Dilim olayın şaşkınlığı yüzünden tutulmuştu. Ne diyeceğimi ne yapacağımı şaşırmıştım. Bu Peter değildi.  En azından doğru Peter değildi. Artık emindim buna. Beynim anın heyecanı ve gerginliği yüzünden tekrardan ağrımaya başlamıştı. Gözümü bile kırpmadan ona bakıyordum. Napıcaktım ben şimdi?

"Ben... ben sanırım karıştırdım. Evet evet karıştırmış olmalıyım. Bir arkadaşımdan şüpheleniyordum. Örümcek adam olmasından yani senden yani sen olmasından ama sen değilsin yani Örümcek Adamsın ama o değilsin yani o yani sen... Ben ben en iyisi gidiyim size de engel oldum kusura bakmayın." en sonunda iyice saçmaladığımı fark edince arkamı dönüp hızlı adımlarla gerisin geriye gitmeye başladım. İşin tuhafı nereye gideceğimi bile bilmiyordum. Burası neresiydi ve ben nasıl buraya gelmiştim hiçbir fikrim yoktu. Ama bir an önce eve dönmenin bir yolunu bulmalıydım.

Eve dönmek.

Benim kafam bu sorularla doluyken bir anda koluma vıcık vıcık bir şey yapıştı. Ne olduğuna bakmak için tam arkamı dönücekken bir anda biri beni arkaya doğru çekti.
"Bana cevap verene kadar hiçbir yere gidemezsin!" dedi sinirli bir şekilde. Artık iyiden iyiye korkmaya başlıyordum. Tam kolumu çekmeye yeltenmiştim ki bir anda kolumu sıkıca kavrayıp yükseğe doğru zıpladı. O kadar ani olmuştu ki kalbim bir an durucak sandım ve ardından avazım çıktığı kadar bağırmaya başladım. Ben çığlık çığlığa bağırırken o bunu hiç umursamadan beni New York binaları arasında resmen uçuruyordu. En sonunda kaderimi kabullenip gözlerimi yumup ona sıkıca tutundum ve içimden tanrıya dua etmeye başladım.

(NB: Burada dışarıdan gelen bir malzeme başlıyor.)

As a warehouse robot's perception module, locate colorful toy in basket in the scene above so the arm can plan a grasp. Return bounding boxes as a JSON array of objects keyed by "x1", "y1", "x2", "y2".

Onu her izlediğimde ağlarla adeta uçar gibi gezdiğini görüp onun yerinde olmak istediğim zamanları hatırladım. Şuan ise ayaklarımı sağsalim yere toprağa basmak için neler vermezdim ki!
Eğer doğru evrende doğru Örümcek Adamla beraber olsaydım bundan keyif alabilirdim. Ama şuan tek düşündüğüm yerden ne kadar yüksekte olduğumdu. Sadece ellerini birazcık gevşetse metrelerce yukardan New York'un akan trafiğinin tam ortasına çakılmam içten bile değildi.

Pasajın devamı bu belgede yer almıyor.